Cholodow hatte den Ruf eines investigative journalist. Nicht alles hatte Hand und Fuß, was er schrieb. Doch daran, daß der Minister Anfang 92 die Fluggesellschaft Aviakoninfo mitgründete und in ihrem Aufsichtsrat sitzt, obwohl das Gesetz über Konkurrenz dergleichen untersagt, läßt sich nicht rütteln. Gratschow wird wohl kaum Drahtzieher des Anschlags sein. Allerdings zeigte sein zynisches Verhalten Tage nach dem Tod, daß nicht alles aus der Luft gegriffen sein konnte, was Cholodow behauptete. Die Affäre hat Gratschow schwer angeschlagen. Genau das wollten die Bombenleger wohl erreichen. Gratschow sieht in allem einen Komplott gegen sich, um die Armee ins Wanken zu bringen.
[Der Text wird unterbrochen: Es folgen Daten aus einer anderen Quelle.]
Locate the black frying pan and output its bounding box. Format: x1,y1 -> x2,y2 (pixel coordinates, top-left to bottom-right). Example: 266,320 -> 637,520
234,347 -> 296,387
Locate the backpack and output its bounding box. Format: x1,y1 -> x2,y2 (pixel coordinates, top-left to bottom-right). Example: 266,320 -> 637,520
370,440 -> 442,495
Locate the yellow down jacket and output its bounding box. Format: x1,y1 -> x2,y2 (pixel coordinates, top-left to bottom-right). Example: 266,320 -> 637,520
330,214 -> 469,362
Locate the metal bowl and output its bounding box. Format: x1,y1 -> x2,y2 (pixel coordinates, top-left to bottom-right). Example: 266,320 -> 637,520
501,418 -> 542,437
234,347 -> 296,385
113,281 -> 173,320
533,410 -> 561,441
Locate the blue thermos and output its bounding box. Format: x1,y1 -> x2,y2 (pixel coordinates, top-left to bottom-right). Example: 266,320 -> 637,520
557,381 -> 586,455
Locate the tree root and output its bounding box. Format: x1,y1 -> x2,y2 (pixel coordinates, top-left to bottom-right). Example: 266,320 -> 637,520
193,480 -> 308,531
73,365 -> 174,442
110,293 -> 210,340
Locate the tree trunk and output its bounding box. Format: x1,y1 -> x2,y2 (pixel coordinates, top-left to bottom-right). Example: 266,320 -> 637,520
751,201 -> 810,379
Die Beweisführung Cholodows ließ Zweifel am tatsächlichen Wissen und der Seriosität seiner Behauptungen aufkommen. So schrieb er über ein Geschäft der Westgruppe mit der Türkei, die 16.000 Panzer gekauft haben sollte. In Deutschland standen nur 4.000. In einem anderen Fall war von einem Hochzeitsgeschenk Burlakows an Gratschows Sohn die Rede: einem weißen Mercedes. Die Beweise beizubringen dürfte nicht allzu schwierig sein. Doch sie tauchten niemals auf. Die Gerüchte gären aber weiter.
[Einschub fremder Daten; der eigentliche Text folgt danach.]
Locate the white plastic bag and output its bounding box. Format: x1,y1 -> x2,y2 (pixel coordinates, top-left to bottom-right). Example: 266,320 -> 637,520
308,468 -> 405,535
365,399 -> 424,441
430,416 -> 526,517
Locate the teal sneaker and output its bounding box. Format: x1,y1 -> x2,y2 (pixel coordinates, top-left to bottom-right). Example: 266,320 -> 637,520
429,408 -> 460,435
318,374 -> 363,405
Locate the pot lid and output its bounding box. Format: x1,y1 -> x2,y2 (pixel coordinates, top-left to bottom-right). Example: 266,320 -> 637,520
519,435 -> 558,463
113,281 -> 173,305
Mit Sicherheit sind Gratschow und Burlakow tief in die Korruptionsgeschäfte verstrickt. Jelzin will seinen Verteidigungsminister trotz allem nicht opfern. Wohl nicht allein aus Dankbarkeit. Er befürchtet, die Kontrolle über die Armee zu verlieren, obwohl Gratschow in ihr keine hohe Reputation genießt und außer Burlakow alle seine Stellvertreter aus dem Amt geekelt hat, darunter Vertreter der „afghanischen Generalsgruppe“, die auch schon als mutmaßliche Drahtzieher des Attentats ins Gerede kamen. Sie stehen gegen die „europäische“ Generalität. Die Stimmung in der Armee ist äußerst angespannt. Verliert sie ihren Kopf, könnte sie spontan dazu neigen, General Alexander Lebed zu ihrer Frontfigur zu küren. Der Haudegen, der in der Pridnjestr- Republik (Transnistrien) die 14. Armee befehligt, hat seit längerem seinen Anspruch auf den Posten angemeldet. Er ist eine charismatische Figur, die sich nicht einmal scheute, offen Konfrontation mit ihren Vorgesetzten zu suchen. Er weigerte sich, Burlakow, den er einen Banditen nannte, noch in seiner Eigenschaft als stellvertretender Minister zur Inspektion bei der Truppe zu empfangen. Einmalig in der Geschichte der russischen Armee. Vorgestern forderte er in einem ausführlichen Zeitungsbeitrag, den Einfluß des Präsidenten auf die Armee zu beschneiden und die Rolle des Militärs wieder aufzuwerten. Für Jelzin wäre es kein Zuckerschlecken. Auch gegen den Willen der Duma wird Jelzin von seinem in der Verfassung verbrieften Recht Gebrauch machen und an Gratschow vorerst festhalten.